その唇に魔法をかけて、

 他愛のない会話が続く。許嫁の話を聞いて以来、なんとなく藤堂との空気をぎこちなく感じてしまう。やはり、心のどこかで意識してしまうのだ。ここで本人に直接聞いてみるのが一番手っ取り早い気もしたが、どうしても藤堂ではなく花城の口から全てを聞きたかった。

 顧客のチェックを終え、一息ついた時だった。藤堂がなにかを言おうと躊躇しながら口を開いた。
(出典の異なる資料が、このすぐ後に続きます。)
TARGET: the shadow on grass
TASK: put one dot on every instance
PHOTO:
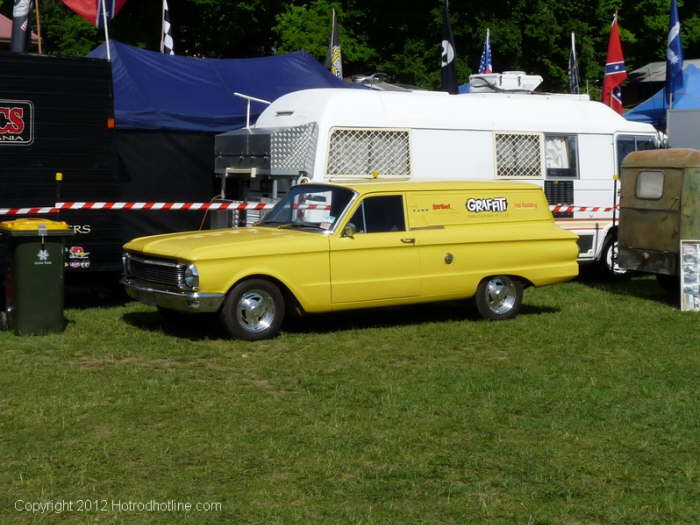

「あの……深川さん。僕の思い過ごしだといいんですけど……」

「はい?」

 その妙に改まった口調に視線を藤堂に向けた。

「少し前、総支配人室で僕と響也が言い争ってる時、ドアの向こうにいましたよね?」

 思いがけない藤堂の質問に、思わず手先がびくりと跳ねた。その反応を見て藤堂はやっぱりか、という顔をした。

「本当、嘘のつけない人だ……じゃあ、僕と深川さんが許嫁だということも知っている?」

 藤堂はうっすらと笑みを浮かべていた。まるで藤堂は自分の反応を見て楽しんでいるようにも思える。

 美貴はそんな藤堂の思惑を探ることができず、ただ俯いて黙るしかなかった。